If a journalist lies, or distorts the facts about someone, then they can sue for defamation. But let’s face it, not many people can afford to sue. Not only do they face high court costs, they also face huge lawyers fees.

Further, even if the person is rich enough to sue, they then face an almost blanket approval of any question about any aspect of their lives under the heading of testing credibility.

Two people who suffered with this aspect were Chris Cairns, and famously Oscar Wilde, and concerning another court case Nigella Lawson.

This is quite simply wrong.

When I left China I picked up my fair share of stalkers in China after they became aware of my fictional book The Fake Celebrity in China.

The title, and some content in the book, points out that expats receive and elevated status in China, which they probably have not earned. Hence the title The Fake Celebrity in China.

One such stalker was a part-time contributor to a Chinese news agency.

He decided to write a lying article under a false name. He was a big Batman fan, so he wrote the article under the name Wayne Bruce, then later said he didn’t write it and that his colleague Wayne, wrote it.

The entire media of New Zealand published the fabricated article, as it was sensational, involved a Kiwi, and China.

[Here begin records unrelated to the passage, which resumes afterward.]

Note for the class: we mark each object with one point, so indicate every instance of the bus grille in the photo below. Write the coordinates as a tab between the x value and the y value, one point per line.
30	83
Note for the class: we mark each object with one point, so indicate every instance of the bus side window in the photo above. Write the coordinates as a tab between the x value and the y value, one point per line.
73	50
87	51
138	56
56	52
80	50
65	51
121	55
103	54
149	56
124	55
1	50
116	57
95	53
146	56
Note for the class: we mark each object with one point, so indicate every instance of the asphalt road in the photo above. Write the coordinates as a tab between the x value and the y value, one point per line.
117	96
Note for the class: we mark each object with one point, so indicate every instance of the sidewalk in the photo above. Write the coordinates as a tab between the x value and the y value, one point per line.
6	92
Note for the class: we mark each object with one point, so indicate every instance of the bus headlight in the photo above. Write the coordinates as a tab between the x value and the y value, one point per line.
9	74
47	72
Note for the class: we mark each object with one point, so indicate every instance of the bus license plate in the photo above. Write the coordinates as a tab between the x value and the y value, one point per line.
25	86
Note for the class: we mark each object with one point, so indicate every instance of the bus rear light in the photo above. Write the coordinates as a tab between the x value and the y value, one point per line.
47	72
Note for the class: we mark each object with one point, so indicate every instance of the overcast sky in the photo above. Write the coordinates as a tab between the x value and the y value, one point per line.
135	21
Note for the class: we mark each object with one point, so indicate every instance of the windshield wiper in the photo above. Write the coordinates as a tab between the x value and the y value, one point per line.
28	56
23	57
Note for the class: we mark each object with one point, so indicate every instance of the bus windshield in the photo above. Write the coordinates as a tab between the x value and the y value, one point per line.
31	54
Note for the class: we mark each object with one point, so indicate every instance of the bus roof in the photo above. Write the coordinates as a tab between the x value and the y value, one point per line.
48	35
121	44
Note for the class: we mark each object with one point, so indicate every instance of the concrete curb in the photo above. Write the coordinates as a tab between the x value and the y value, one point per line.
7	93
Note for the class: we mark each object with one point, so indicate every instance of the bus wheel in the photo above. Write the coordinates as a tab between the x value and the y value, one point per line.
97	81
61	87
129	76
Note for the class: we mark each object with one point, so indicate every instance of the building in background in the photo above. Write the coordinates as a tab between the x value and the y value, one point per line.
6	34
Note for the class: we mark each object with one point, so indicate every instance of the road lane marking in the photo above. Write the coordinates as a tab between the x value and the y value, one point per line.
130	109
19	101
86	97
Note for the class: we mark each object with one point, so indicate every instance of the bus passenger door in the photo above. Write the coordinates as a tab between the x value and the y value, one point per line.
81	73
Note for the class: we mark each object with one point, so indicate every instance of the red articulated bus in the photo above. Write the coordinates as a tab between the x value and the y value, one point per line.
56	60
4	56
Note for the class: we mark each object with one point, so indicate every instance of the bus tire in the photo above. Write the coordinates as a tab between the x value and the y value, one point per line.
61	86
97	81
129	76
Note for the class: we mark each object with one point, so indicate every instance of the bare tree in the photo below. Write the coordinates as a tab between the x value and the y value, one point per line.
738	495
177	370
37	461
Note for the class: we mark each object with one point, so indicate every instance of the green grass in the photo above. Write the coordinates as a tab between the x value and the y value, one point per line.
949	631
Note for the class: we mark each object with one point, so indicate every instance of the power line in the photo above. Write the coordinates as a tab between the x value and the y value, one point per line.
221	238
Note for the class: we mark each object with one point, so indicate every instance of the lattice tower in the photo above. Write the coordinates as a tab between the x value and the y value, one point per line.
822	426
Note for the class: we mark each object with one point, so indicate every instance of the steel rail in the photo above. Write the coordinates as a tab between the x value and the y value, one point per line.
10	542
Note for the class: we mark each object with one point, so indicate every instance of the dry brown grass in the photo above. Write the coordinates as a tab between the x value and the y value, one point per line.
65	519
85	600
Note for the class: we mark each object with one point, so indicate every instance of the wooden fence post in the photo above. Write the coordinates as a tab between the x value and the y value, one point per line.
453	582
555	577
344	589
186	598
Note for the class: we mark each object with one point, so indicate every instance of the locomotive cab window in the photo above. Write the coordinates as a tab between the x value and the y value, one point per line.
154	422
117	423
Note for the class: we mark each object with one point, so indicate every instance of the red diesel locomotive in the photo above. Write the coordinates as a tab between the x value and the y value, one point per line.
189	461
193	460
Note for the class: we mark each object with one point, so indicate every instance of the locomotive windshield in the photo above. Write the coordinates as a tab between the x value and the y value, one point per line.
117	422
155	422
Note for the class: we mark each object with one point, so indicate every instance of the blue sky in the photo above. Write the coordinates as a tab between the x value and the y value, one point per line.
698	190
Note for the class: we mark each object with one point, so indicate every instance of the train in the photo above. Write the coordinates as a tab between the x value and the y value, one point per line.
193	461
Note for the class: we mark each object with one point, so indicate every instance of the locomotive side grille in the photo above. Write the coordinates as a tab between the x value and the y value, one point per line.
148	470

It was even aired on TV3 as a news story.

I have to say that the representative for the New Zealand Press Association (which no longer exists) was extremely professional and great to deal with. After a thorough investigation he directed all news bodies who ran the story to publish an apology and retraction, which they did forthwith.

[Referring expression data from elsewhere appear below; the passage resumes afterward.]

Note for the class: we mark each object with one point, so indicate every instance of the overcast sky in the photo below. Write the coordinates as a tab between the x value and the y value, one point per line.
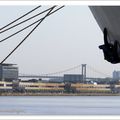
68	38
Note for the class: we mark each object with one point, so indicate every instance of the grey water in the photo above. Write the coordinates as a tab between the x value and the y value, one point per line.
60	105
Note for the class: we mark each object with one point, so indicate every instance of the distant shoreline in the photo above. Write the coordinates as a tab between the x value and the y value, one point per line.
58	94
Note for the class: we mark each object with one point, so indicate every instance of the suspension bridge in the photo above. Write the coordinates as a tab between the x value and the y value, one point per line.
87	72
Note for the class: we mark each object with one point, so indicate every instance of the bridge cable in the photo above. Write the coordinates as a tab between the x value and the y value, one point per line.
20	17
28	35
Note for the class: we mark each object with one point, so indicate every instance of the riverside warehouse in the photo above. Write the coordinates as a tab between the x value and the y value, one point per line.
8	72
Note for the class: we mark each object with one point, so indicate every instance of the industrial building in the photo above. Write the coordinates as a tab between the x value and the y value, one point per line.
8	72
116	75
73	78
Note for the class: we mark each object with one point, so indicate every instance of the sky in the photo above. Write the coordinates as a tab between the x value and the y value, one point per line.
68	38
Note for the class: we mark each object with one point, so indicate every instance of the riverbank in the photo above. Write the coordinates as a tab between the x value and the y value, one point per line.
59	94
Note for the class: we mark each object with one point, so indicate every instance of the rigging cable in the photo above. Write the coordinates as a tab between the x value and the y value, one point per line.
28	34
20	17
25	20
29	25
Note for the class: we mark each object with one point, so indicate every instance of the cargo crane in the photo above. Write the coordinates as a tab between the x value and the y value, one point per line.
108	19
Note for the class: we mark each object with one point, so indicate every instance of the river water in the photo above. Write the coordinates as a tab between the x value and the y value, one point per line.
60	105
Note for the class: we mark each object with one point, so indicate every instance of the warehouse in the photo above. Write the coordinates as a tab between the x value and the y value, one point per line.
8	72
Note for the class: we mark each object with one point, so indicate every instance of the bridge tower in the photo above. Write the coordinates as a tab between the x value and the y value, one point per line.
83	73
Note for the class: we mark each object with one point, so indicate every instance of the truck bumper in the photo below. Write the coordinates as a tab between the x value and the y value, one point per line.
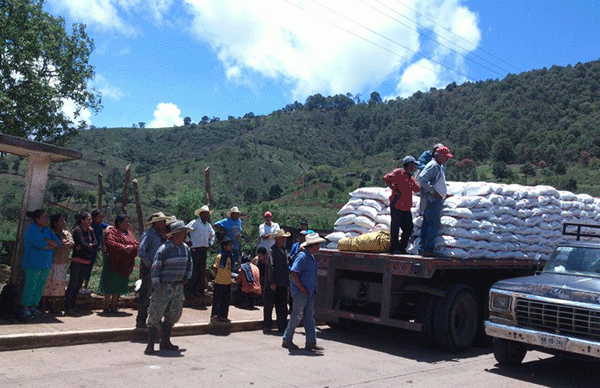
543	340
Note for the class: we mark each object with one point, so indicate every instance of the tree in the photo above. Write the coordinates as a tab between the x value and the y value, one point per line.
275	191
501	171
503	150
466	166
527	170
250	195
375	99
187	201
115	179
41	67
61	190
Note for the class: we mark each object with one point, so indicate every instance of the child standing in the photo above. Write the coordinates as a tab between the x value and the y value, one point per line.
222	285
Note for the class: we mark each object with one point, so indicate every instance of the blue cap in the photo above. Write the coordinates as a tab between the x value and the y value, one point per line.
408	159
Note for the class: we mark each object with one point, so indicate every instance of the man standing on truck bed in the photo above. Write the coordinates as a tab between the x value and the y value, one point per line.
434	191
403	184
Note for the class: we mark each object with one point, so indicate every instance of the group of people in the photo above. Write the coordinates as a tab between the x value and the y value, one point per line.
57	262
430	182
269	274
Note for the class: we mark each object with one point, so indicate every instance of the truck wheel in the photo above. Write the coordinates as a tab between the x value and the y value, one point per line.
508	352
456	319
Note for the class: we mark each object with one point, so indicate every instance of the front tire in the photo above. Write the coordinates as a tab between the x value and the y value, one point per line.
456	318
506	352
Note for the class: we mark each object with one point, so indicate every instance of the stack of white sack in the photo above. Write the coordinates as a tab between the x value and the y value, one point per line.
480	219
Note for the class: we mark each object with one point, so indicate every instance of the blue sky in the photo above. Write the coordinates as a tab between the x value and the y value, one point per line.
158	61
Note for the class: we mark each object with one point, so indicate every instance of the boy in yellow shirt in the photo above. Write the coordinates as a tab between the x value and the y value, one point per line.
222	285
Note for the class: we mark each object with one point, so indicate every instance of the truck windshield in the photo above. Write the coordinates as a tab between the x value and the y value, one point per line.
575	260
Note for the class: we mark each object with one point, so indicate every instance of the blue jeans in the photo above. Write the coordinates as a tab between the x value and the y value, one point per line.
35	280
431	224
304	306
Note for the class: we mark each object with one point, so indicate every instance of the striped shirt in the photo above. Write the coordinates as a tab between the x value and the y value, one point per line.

I considered suing for defamation myself. Handling the case myself, but there were some major factors involved which made it a bad decision.

Firstly, the guy who wrote the story had no money. And he was not a proper journalist.

Secondly, the great problem of jurisdiction.

The article was published in China. Suing in a China court was out of the question, as they would support their media source (commonly referred to as the mouthpiece of the Chinese Communist Party).

Suing in New Zealand was pointless as I would never be able to have the judgment enforced in China.

So I decided to not sue.

Case over.

I was very disappointed to hear that David Cameron did not implement the suggestions of the Leveson report, into UK law, even though he requested the inquiry.

Let’s face it, politicians need the support of the media, so it may have well been political suicide for him to do so.

Lawyers are criticized for taking a side, which may be morally incorrect. But that is a lawyer’s job.

A court will test both sides of the story.

A journalist will only present one side, and take a flavour.

I laugh when I see programmes such as Border Security, Fair Go, and so on. these programmes are edited totally at the sole discretion of the producers and the journalists.

Ever seen an immigration officer making a mistake, or doing something wrong on Border Security?

Of course not, they even make them seem humorous.

If you watch CNN, BBC, RT, and Al Jazeera, over time you will note they all take different flavours on different articles.

RT will present it that the West was at fault, and CNN will report it that Russia was at fault.

That is why the internet is important in getting some objectivity in the news.

I believe that journalists should be accountable, just like lawyers.

If they have a press pass, a licence, then, they should be subject to rules of ethical journalistic behaviour.

Sure they can print the truth.

But if they breach the rules they should be punished, in addition to the ridiculous notion that they and their bosses could be sued.

I believe that this will occur, over time.

A novelist has the option of claiming their work as fiction or non-fiction.

So does a journalist.

If they claim it as true, then it should be true.